Dolayısıyla sağlığımla ilgili dile getirdiğim şeyler benim kişisel kaygım değil."
Bakın, Öcalan bu ülkeyi ne kadar da çok düşünüyormuş! Ya O'na bir şey olursa?
Sahi ne olacak?
Eyvah ki ne eyvah! Düşünülmesi bile korkunç! Yandı gülüm keten helva! Hep birlikte perişan oluruz vesselam!
O zaman ne yapmak lazım?
Abdullah Öcalan'ı hemen İmralı'dan çıkartmak, serbest bırakmak lazım! Yetmez, yanına bir de koruma ve doktor ordusu vermek gerekli! İşte verilmek istenen mesaj ve geldiğimiz nokta bu.

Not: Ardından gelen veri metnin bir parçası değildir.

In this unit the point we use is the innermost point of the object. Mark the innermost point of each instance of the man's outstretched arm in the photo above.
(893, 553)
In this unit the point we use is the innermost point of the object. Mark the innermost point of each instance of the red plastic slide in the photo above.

Yakında bizim "PKK uzmanları" da "Çok doğru" diye üzerine atlarlarsa, hiç şaşırmayın.
Yakında "Öcalan'ın kalbi çok önemli" diye yazılar yazabilirler.
"Çat diye durursa ülkenin nasıl bir kaos içine gireceğine" dair yorumlar yapabilirler.
Hatta, "Örgüt demek Öcalan demek" diyerek, bugün çok önemsedikleri, iki cümle almak için Kandil'e koştukları Karayılan ve Bayık gibi isimleri de sıfıra indirgeyebilirler.
Çünkü bunlar PKK uzmanı!..
İşlerini de gerçekten çok, çoook iyi biliyorlar!
* * *
Reyhan Gazel'in "Hiç Yolcusu" isimli kitabı çıktı.
Ebabil Yayınları'nın yayınladığı kitapta yazar "Gün bu gündür ey dost" dedikten sonra soruyor:
"Hiç olmaya var mısın?"
Felsefeye ilgi duyanların zevkle okuyacakları bir kitap!